IN WITNESS WHEREOF, the Company and Employee have duly executed this Agreement
as of the day and year first above written.
COMPANY: EMPLOYEE:
By: /s/ Xxxx X. Xxx Xxxxxxx /s/ Xxxx Xxxx
Name: Xxxx X. Xxx Xxxxxxx
Title: President & CEO
EXHIBIT A
CHIEF MARKETING OFFICER
FIRST AMERICAN CAPITAL CORPORATION
FIRST LIFE AMERICA CORPORATION
Serve as senior marketing/sales officer for day-to-day operations
Manage the Agency Services, Regional Sales and Marketing Departments in the
organization
Develop management systems that provides information for company growth,
profitability and identification in areas of sales and marketing
Be responsible for the development of policies and procedures in sales and
marketing
Keep the President informed of the operations and status of the marketing and
sales function
Develop, implement and manage the strategic and business plans to insure the
long term growth of the company and to insure that the company achieves its
goals and objectives and is profitable for the stockholders, including
product development, distribution strategies and acquisition costs control
Represent the company and project an immediate favorable impression
Exhibit strong leadership and management capabilities
Display a strong but flexible personality with solid business acumen and a
make-things-happen, results-oriented mentality
Be customer-focused for both internal and external constituencies
Be tactful and diplomatic with good listening skills and be strong team
oriented leader
Initiate action based on the organization's priorities, a problem solver
with high work ethic
Learn and not be afraid to tackle new situations
Any other duties normally attendant with the position of Chief Marketing
Officer or as assigned from time to time by the President of the Company
EXHIBIT B
PERFORMANCE BONUS
Performance Bonus:
At the end of any calendar quarter of employment under this Agreement, the
Company shall pay Employee a bonus pursuant to the schedules (1) and (2)
shown below, but such quarterly bonus for the first year of employment shall
not be less than twelve thousand dollars ($12,000).
This performance bonus shall be payable within 30 days after the end of each
applicable quarter or sooner pursuant to 9(c).

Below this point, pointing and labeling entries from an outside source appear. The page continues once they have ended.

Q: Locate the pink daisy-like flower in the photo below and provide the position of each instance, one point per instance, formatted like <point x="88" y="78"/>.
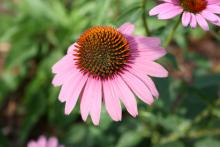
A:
<point x="109" y="65"/>
<point x="43" y="142"/>
<point x="193" y="12"/>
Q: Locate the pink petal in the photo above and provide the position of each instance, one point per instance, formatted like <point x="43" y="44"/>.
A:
<point x="60" y="78"/>
<point x="147" y="41"/>
<point x="186" y="19"/>
<point x="90" y="94"/>
<point x="148" y="82"/>
<point x="126" y="96"/>
<point x="52" y="142"/>
<point x="171" y="1"/>
<point x="69" y="86"/>
<point x="151" y="68"/>
<point x="213" y="9"/>
<point x="202" y="22"/>
<point x="161" y="8"/>
<point x="209" y="16"/>
<point x="32" y="144"/>
<point x="126" y="28"/>
<point x="153" y="54"/>
<point x="42" y="142"/>
<point x="96" y="102"/>
<point x="112" y="102"/>
<point x="171" y="13"/>
<point x="71" y="101"/>
<point x="71" y="49"/>
<point x="64" y="64"/>
<point x="213" y="1"/>
<point x="193" y="22"/>
<point x="138" y="87"/>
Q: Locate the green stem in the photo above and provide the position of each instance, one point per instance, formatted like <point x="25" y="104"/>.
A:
<point x="171" y="34"/>
<point x="144" y="18"/>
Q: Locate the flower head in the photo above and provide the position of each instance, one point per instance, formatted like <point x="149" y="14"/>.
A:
<point x="43" y="142"/>
<point x="112" y="66"/>
<point x="193" y="12"/>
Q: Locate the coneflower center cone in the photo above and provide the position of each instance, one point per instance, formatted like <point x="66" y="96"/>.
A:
<point x="102" y="52"/>
<point x="194" y="6"/>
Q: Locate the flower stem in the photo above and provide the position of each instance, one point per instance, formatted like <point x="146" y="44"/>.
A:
<point x="144" y="18"/>
<point x="171" y="34"/>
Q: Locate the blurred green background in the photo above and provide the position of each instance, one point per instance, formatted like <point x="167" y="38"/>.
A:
<point x="34" y="34"/>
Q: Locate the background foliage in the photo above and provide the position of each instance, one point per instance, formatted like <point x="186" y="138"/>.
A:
<point x="34" y="34"/>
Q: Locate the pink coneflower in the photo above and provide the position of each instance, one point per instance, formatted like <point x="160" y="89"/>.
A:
<point x="193" y="11"/>
<point x="109" y="65"/>
<point x="43" y="142"/>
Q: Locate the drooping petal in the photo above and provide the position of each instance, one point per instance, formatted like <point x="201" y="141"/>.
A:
<point x="69" y="86"/>
<point x="112" y="102"/>
<point x="64" y="64"/>
<point x="96" y="102"/>
<point x="171" y="13"/>
<point x="214" y="9"/>
<point x="52" y="142"/>
<point x="186" y="19"/>
<point x="71" y="101"/>
<point x="61" y="78"/>
<point x="126" y="96"/>
<point x="193" y="22"/>
<point x="42" y="142"/>
<point x="147" y="41"/>
<point x="71" y="49"/>
<point x="171" y="1"/>
<point x="162" y="8"/>
<point x="151" y="54"/>
<point x="209" y="16"/>
<point x="213" y="2"/>
<point x="148" y="82"/>
<point x="126" y="28"/>
<point x="32" y="144"/>
<point x="138" y="87"/>
<point x="151" y="68"/>
<point x="87" y="97"/>
<point x="202" y="22"/>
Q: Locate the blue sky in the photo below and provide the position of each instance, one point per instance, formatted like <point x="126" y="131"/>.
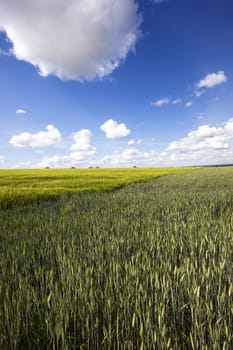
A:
<point x="106" y="83"/>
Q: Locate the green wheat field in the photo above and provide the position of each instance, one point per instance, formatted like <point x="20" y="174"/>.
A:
<point x="117" y="259"/>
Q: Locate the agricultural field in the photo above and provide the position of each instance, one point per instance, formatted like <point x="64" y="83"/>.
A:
<point x="21" y="186"/>
<point x="146" y="266"/>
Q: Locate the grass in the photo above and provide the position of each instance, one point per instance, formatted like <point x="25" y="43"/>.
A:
<point x="148" y="266"/>
<point x="18" y="187"/>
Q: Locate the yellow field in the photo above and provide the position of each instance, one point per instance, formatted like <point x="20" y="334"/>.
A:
<point x="21" y="186"/>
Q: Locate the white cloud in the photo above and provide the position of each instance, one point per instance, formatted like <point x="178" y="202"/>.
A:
<point x="135" y="142"/>
<point x="20" y="111"/>
<point x="72" y="39"/>
<point x="41" y="139"/>
<point x="2" y="159"/>
<point x="114" y="130"/>
<point x="82" y="142"/>
<point x="176" y="101"/>
<point x="81" y="153"/>
<point x="205" y="137"/>
<point x="188" y="104"/>
<point x="198" y="93"/>
<point x="212" y="80"/>
<point x="130" y="156"/>
<point x="161" y="102"/>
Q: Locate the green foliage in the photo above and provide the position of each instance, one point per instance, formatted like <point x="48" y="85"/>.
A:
<point x="148" y="266"/>
<point x="18" y="187"/>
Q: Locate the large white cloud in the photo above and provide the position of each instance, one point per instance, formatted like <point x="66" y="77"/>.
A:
<point x="212" y="80"/>
<point x="131" y="156"/>
<point x="114" y="130"/>
<point x="72" y="39"/>
<point x="81" y="153"/>
<point x="2" y="159"/>
<point x="205" y="137"/>
<point x="42" y="139"/>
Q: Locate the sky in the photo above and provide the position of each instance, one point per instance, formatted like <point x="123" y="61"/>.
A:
<point x="116" y="83"/>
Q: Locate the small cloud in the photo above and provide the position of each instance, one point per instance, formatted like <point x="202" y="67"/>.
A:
<point x="81" y="153"/>
<point x="114" y="130"/>
<point x="2" y="159"/>
<point x="82" y="142"/>
<point x="212" y="80"/>
<point x="135" y="142"/>
<point x="176" y="101"/>
<point x="198" y="93"/>
<point x="41" y="139"/>
<point x="20" y="111"/>
<point x="161" y="102"/>
<point x="205" y="137"/>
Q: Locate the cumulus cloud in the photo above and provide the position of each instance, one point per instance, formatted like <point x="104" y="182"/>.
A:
<point x="161" y="102"/>
<point x="198" y="93"/>
<point x="114" y="130"/>
<point x="176" y="101"/>
<point x="212" y="80"/>
<point x="135" y="142"/>
<point x="77" y="40"/>
<point x="130" y="156"/>
<point x="2" y="159"/>
<point x="81" y="153"/>
<point x="205" y="137"/>
<point x="188" y="104"/>
<point x="41" y="139"/>
<point x="82" y="142"/>
<point x="20" y="111"/>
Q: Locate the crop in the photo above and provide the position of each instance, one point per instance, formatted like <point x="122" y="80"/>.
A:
<point x="148" y="266"/>
<point x="18" y="187"/>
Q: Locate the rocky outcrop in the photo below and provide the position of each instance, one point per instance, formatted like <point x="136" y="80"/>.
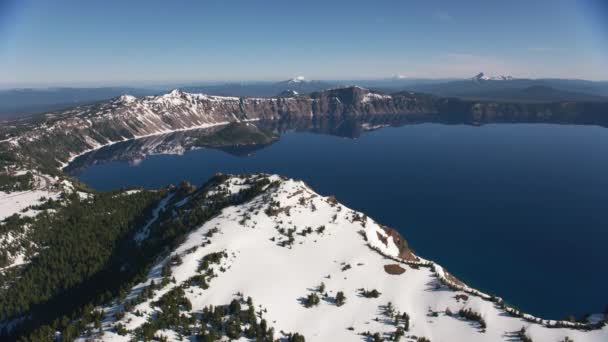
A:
<point x="54" y="138"/>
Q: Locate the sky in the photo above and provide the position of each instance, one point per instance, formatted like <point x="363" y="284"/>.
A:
<point x="95" y="42"/>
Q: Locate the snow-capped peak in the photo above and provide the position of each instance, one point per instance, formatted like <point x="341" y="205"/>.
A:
<point x="483" y="77"/>
<point x="127" y="98"/>
<point x="175" y="92"/>
<point x="297" y="79"/>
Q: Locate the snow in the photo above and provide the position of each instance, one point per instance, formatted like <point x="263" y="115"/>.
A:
<point x="145" y="231"/>
<point x="297" y="79"/>
<point x="483" y="77"/>
<point x="14" y="202"/>
<point x="369" y="97"/>
<point x="278" y="277"/>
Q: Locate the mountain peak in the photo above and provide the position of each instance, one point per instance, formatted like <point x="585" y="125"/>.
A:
<point x="483" y="77"/>
<point x="126" y="98"/>
<point x="297" y="79"/>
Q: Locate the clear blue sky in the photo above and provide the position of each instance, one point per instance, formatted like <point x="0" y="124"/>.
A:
<point x="129" y="42"/>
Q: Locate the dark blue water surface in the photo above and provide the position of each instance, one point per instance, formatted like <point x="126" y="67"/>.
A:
<point x="518" y="210"/>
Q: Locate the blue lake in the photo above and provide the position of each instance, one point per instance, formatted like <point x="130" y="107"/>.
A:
<point x="519" y="210"/>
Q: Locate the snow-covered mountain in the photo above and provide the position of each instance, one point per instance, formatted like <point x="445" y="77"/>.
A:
<point x="483" y="77"/>
<point x="297" y="79"/>
<point x="295" y="265"/>
<point x="53" y="139"/>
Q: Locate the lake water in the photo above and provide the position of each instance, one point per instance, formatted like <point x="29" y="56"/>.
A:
<point x="519" y="210"/>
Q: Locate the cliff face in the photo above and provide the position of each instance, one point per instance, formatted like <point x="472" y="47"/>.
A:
<point x="54" y="138"/>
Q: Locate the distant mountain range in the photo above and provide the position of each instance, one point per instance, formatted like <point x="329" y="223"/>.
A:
<point x="54" y="138"/>
<point x="19" y="102"/>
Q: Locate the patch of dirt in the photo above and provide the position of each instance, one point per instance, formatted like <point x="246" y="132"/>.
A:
<point x="332" y="200"/>
<point x="394" y="269"/>
<point x="405" y="252"/>
<point x="453" y="279"/>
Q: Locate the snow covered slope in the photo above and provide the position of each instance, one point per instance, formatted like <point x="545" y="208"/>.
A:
<point x="291" y="261"/>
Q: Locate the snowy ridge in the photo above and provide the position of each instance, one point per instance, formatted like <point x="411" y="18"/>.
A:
<point x="283" y="245"/>
<point x="483" y="77"/>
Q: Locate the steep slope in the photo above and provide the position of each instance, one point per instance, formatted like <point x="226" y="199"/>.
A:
<point x="289" y="263"/>
<point x="52" y="140"/>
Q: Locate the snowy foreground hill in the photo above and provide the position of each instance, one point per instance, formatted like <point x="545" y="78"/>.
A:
<point x="290" y="264"/>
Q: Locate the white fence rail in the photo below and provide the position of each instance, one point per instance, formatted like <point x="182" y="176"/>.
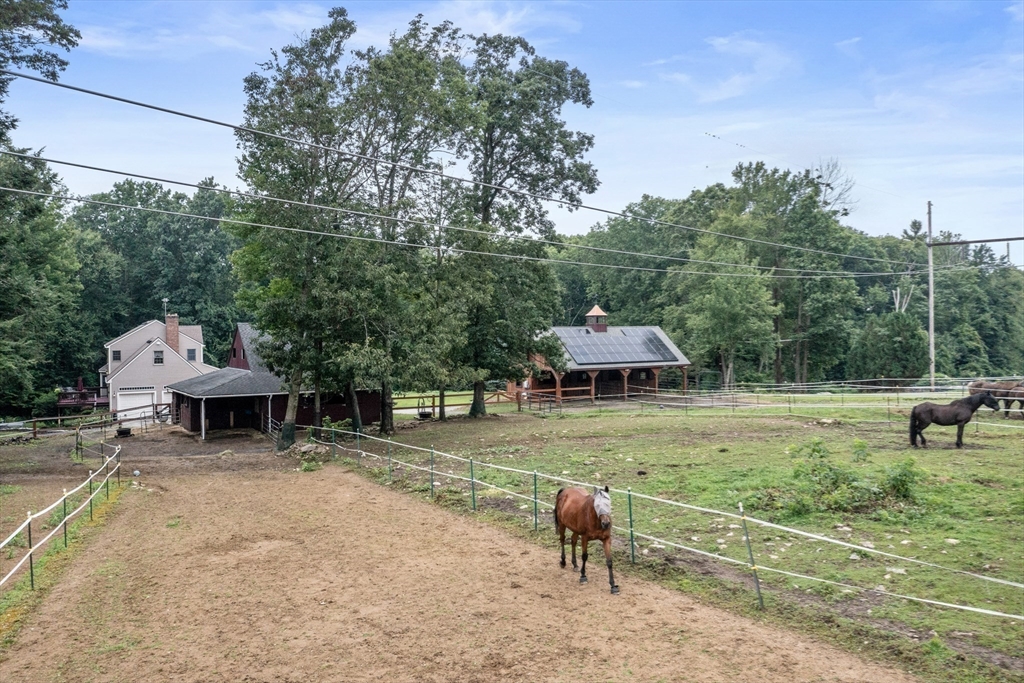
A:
<point x="96" y="481"/>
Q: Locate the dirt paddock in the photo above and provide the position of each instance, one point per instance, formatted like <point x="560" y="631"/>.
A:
<point x="236" y="567"/>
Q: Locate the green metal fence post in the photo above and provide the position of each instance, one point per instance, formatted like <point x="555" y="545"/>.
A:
<point x="472" y="483"/>
<point x="633" y="545"/>
<point x="750" y="554"/>
<point x="32" y="569"/>
<point x="536" y="520"/>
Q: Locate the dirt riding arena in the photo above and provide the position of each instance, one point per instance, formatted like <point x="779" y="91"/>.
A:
<point x="238" y="567"/>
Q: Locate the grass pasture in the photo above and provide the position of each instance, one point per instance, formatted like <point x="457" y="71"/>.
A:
<point x="837" y="470"/>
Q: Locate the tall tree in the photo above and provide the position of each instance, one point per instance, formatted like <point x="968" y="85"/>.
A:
<point x="519" y="141"/>
<point x="40" y="347"/>
<point x="27" y="28"/>
<point x="302" y="94"/>
<point x="728" y="311"/>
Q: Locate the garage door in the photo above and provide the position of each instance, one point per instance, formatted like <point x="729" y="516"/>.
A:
<point x="133" y="404"/>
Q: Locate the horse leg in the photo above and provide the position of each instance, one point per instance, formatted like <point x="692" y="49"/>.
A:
<point x="607" y="561"/>
<point x="583" y="570"/>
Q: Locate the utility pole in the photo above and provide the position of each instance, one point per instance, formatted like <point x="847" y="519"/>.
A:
<point x="931" y="303"/>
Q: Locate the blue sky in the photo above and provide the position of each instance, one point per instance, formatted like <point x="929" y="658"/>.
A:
<point x="918" y="100"/>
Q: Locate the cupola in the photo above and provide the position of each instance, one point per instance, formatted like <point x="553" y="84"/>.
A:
<point x="597" y="319"/>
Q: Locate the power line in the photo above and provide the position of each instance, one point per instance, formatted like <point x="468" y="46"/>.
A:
<point x="438" y="173"/>
<point x="364" y="214"/>
<point x="454" y="250"/>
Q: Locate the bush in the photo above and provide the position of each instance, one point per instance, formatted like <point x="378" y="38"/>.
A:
<point x="821" y="485"/>
<point x="901" y="479"/>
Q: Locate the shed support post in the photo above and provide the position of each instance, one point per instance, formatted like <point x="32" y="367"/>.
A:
<point x="593" y="384"/>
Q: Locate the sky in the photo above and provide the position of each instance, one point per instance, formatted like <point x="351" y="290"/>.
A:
<point x="918" y="101"/>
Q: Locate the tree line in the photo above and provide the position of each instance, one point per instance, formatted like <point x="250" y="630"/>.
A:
<point x="389" y="278"/>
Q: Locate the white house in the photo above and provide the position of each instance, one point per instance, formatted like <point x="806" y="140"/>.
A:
<point x="143" y="360"/>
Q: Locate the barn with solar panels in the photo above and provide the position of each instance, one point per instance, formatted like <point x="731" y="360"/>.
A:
<point x="607" y="361"/>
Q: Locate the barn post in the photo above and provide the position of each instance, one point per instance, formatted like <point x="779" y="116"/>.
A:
<point x="633" y="545"/>
<point x="750" y="554"/>
<point x="65" y="519"/>
<point x="32" y="569"/>
<point x="535" y="501"/>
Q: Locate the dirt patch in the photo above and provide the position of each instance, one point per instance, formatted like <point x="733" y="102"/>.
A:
<point x="240" y="568"/>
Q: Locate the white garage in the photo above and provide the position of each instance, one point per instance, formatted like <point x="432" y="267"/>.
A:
<point x="134" y="403"/>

(1) Other Income Brokerage Operations
Other Income Brokerage Operations
Quarterly Income % Bonus
$0 to 250,000 15%
250,001 to 500,000 10%
500,001 to 750,000 5%
750,001 to 1,000,000 2%
Other income is defined as annualized commissions, fees, or other income
derived received from outside parties as a direct result of brokerage
activities.
(2) New Business Bonus First Life America Corporation
New Business Bonus
NewQuarterly Annualized Premium or Annuity Payments % Bonus
First Whole Life
$0 to 125,000 5%
$125,001 to 250,000 3%
First Term
$0 to 250,000 2%
First Annuities
$0 to 3,000,000 .0025%
EXHIBIT C
Benefit Plans
1. Health insurance for Employee and his dependents.
2. If automobile is used for Company business, the rate of reimbursement will
be the approved level, currently at $.405.
3. Participation in XXX, with employer contribution of 3% of Base Salary per
year (but not to exceed the amount in effect for such taxable year under
section 219(b)(1)(A) of the Internal Revenue Code).
4. Employee shall be entitled to ten working days vacation per year after the
first six months of continuous employment. Vacation can be taken at times
during the year at the discretion of Employee. However, in scheduling said
vacation, Employee agrees to do so in such a manner that will not materially
adversely impact upon the operations of the Company.
5. Cell phone and laptop computer, which shall remain the property of the
Company. Cell phone and laptop computer are intended for business use.